L’uso/abuso di mezzi di correzione

Commette il delitto di abuso dei mezzi di correzione o disciplina chiunque vi abusa in danno di una persona sottoposta alla sua autorità o a lui affidata per ragione di educazione, istruzione, cura, vigilanza o custodia, ovvero per l’esercizio di una professione o di un’arte (art. 571 c.p.). La norma è una delle più discusse del nostro ordinamento, sia per quanto concerne il variegato ambito di applicazione sia per quanto riguarda il suo contenuto, che ha dato origine a diversi contrasti interpretativi. Infatti, l’abuso dei mezzi di correzione previsto e punito dall’art. 571 c.p. presuppone … un uso consentito e legittimo di tali mezzi tramutato per eccesso in illecito (abuso).
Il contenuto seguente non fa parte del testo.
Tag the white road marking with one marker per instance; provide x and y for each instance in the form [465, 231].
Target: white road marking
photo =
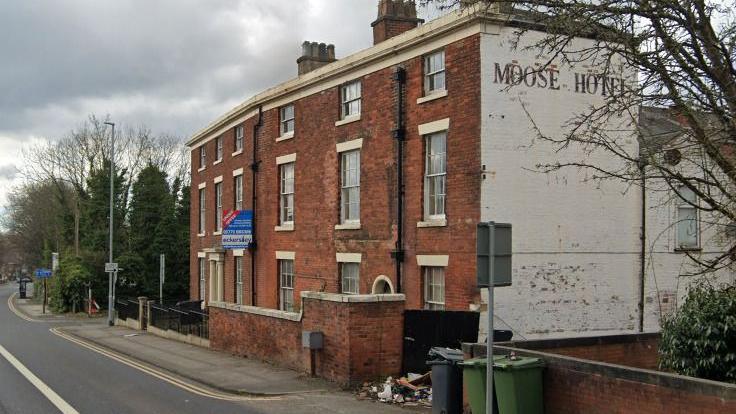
[62, 405]
[159, 374]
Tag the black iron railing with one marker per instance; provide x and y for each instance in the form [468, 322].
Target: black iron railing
[186, 318]
[127, 308]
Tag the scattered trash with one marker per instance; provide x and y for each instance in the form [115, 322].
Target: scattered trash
[412, 390]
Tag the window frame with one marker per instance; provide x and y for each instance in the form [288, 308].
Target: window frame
[345, 102]
[239, 135]
[202, 262]
[431, 75]
[285, 122]
[349, 278]
[429, 301]
[218, 149]
[218, 207]
[285, 195]
[238, 192]
[286, 290]
[238, 270]
[202, 157]
[691, 205]
[202, 210]
[347, 188]
[430, 200]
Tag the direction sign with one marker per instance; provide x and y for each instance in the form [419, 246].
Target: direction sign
[237, 230]
[43, 273]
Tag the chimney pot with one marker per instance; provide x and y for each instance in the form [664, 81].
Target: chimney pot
[314, 55]
[394, 18]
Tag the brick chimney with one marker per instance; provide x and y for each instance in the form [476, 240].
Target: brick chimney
[394, 18]
[315, 55]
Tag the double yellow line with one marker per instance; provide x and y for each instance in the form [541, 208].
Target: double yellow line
[158, 374]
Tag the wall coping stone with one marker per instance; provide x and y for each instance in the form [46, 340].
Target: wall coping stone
[256, 310]
[370, 298]
[682, 383]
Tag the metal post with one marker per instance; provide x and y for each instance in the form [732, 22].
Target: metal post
[489, 312]
[162, 270]
[110, 297]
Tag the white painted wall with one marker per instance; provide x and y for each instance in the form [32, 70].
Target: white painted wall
[576, 241]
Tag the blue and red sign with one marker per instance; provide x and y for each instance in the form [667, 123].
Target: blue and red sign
[237, 229]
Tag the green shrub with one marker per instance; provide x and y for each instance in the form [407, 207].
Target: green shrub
[69, 285]
[699, 339]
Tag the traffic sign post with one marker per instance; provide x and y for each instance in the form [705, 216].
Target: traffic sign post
[493, 249]
[237, 230]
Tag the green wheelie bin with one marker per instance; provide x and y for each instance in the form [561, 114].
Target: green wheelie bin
[517, 383]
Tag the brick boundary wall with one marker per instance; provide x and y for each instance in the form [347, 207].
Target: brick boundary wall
[632, 350]
[362, 334]
[574, 385]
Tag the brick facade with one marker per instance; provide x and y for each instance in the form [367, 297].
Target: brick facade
[362, 340]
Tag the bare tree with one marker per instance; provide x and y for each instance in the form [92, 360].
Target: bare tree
[683, 93]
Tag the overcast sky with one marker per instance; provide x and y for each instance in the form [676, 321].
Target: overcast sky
[173, 65]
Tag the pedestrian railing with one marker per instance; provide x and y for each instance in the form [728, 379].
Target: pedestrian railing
[185, 318]
[126, 309]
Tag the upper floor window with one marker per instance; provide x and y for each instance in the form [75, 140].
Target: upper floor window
[434, 287]
[350, 97]
[688, 226]
[350, 276]
[350, 186]
[287, 119]
[286, 191]
[435, 175]
[286, 285]
[218, 148]
[202, 210]
[238, 192]
[238, 138]
[202, 157]
[218, 206]
[434, 72]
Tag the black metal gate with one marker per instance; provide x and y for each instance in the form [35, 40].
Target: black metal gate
[424, 329]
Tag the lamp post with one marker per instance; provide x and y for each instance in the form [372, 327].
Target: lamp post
[111, 271]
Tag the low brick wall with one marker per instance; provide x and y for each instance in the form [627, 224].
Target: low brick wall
[633, 350]
[579, 386]
[362, 334]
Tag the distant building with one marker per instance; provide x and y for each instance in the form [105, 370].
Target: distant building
[368, 174]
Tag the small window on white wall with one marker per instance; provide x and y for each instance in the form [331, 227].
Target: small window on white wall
[434, 287]
[688, 226]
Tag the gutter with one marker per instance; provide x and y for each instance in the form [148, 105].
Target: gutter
[253, 200]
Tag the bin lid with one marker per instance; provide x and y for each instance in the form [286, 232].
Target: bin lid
[503, 362]
[445, 354]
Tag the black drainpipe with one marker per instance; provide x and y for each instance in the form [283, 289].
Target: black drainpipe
[253, 199]
[399, 134]
[643, 247]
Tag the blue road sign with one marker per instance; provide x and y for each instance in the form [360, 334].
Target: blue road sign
[43, 273]
[237, 228]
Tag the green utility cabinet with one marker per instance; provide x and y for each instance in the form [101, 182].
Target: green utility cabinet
[517, 383]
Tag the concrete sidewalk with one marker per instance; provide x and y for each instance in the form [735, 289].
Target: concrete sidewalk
[214, 369]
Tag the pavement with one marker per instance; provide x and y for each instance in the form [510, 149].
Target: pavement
[260, 387]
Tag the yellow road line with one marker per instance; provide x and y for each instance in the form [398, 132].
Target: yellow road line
[158, 374]
[52, 396]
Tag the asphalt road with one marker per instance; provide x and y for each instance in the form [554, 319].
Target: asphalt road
[84, 380]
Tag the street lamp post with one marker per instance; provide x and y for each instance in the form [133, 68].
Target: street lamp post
[111, 272]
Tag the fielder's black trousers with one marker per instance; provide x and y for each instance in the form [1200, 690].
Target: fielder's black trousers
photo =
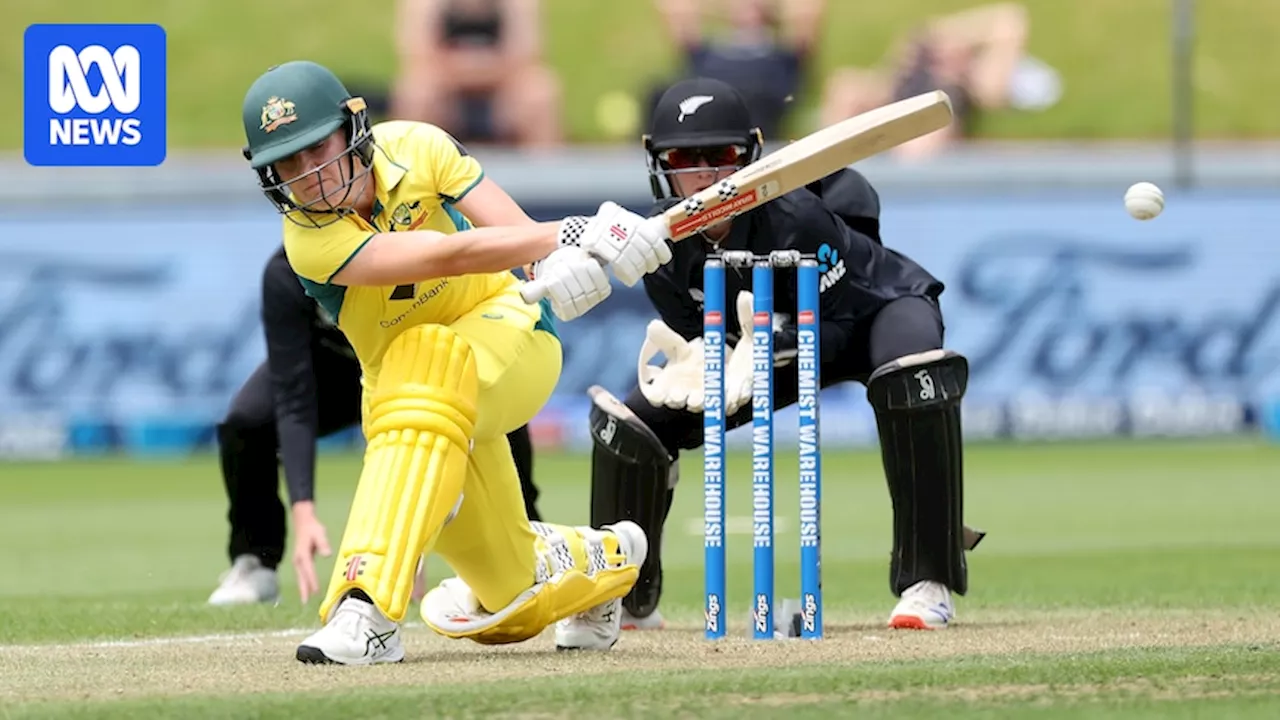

Il 6 ottobre 2017 Papa Francesco ai partecipanti al congresso “Child dignity in the digital world” ha affermato il pensiero della Chiesa: […] “Ben consapevole che i fanciulli sono fra i primi a dover ricevere attenzione e protezione, la Santa Sede ha salutato con favore la Dichiarazione dei diritti del fanciullo (1959) e ha aderito alla relativa Convenzione (1990) e ai due Protocolli facoltativi (2001). La dignità e i diritti dei fanciulli devono infatti essere protetti dagli ordinamenti giuridici come beni estremamente preziosi per tutta la famiglia umana”. 

Particolarmente esecrabile è l’uso/abuso di mezzi di correzione e disciplina posti in essere da un insegnante nei confronti dell’alunno. C’è un aspetto rilevante da sottolineare: uno scappellotto dato all’alunno nell’ambito di un rapporto educativo non può escludere il reato di abuso dei mezzi di correzione e disciplina e a nulla rileva il fatto che l’insegnante non lo reputi esorbitante rispetto a leciti mezzi di correzione, in quanto per la sua modesta entità non integra neppure una semplice percossa. 

La sentenza Cass. Pen., Sez. VI, n. 9954 del 10 marzo 2016, in allegato per gli associati, stabilisce che, ai fini della sussistenza del reato di abuso dei mezzi di correzione e disciplina, il perseguimento di una finalità correttiva o educativa è del tutto irrilevante, giacché, proprio a fronte della peculiare qualità del destinatario del comportamento, deve considerarsi preclusa qualunque condotta che assuma in concreto il significato dell’umiliazione, della denigrazione, della violenza psicologica oltre che della violenza fisica.